Ma che s’intende per culto abusante?
Perché si abbia a che fare con un culto abusante, l’elemento discriminatorio è dato da un “leader” che utilizza tecniche di manipolazione mentale per trattenere con l’inganno i propri adepti. Esso quindi non s’identifica con un qualunque sentimento spirituale e religioso. Deve esserci una volontà coercitiva e un proposito ingannevole.

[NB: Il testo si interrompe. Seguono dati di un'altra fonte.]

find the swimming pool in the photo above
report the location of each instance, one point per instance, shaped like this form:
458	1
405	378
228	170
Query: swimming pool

L’11 ottobre scorso, la Digos di Bari ha concluso in indagine che ha sgominato i componenti di una “psico setta” operante su tutto il territorio nazionale. Truffa aggravata, violenza sessuale, violenza privata e calunnia tra i reati commessi da quella che era una vera e propria associazione a delinquere, che prometteva ai partecipanti di poter acquisire “capacità di autoguarigione fisica e spirituale”. Come si può cadere in un incubo del genere?
Le persone, generalmente, vengono convinte che l’uomo ha poteri che non adopera, dal momento che il cervello viene utilizzato solo in piccola parte, e ciò viene attribuito dal “guru” di turno ad una serie di cause da rimuovere: cultura, stile di vita, inibizioni. Quest’offerta, poi, per così dire, s’incontra con una domanda. Dall’altra parte, infatti, nella maggioranza dei casi incontriamo persone che soffrono per lutti in famiglia, perdita del lavoro, delusioni d’amore, rottura del matrimonio, malattie gravi. Quando in questi frangenti capita il buon reclutatore, che sa toccare le corde giuste, la persona si aggrappa a qualunque illusione.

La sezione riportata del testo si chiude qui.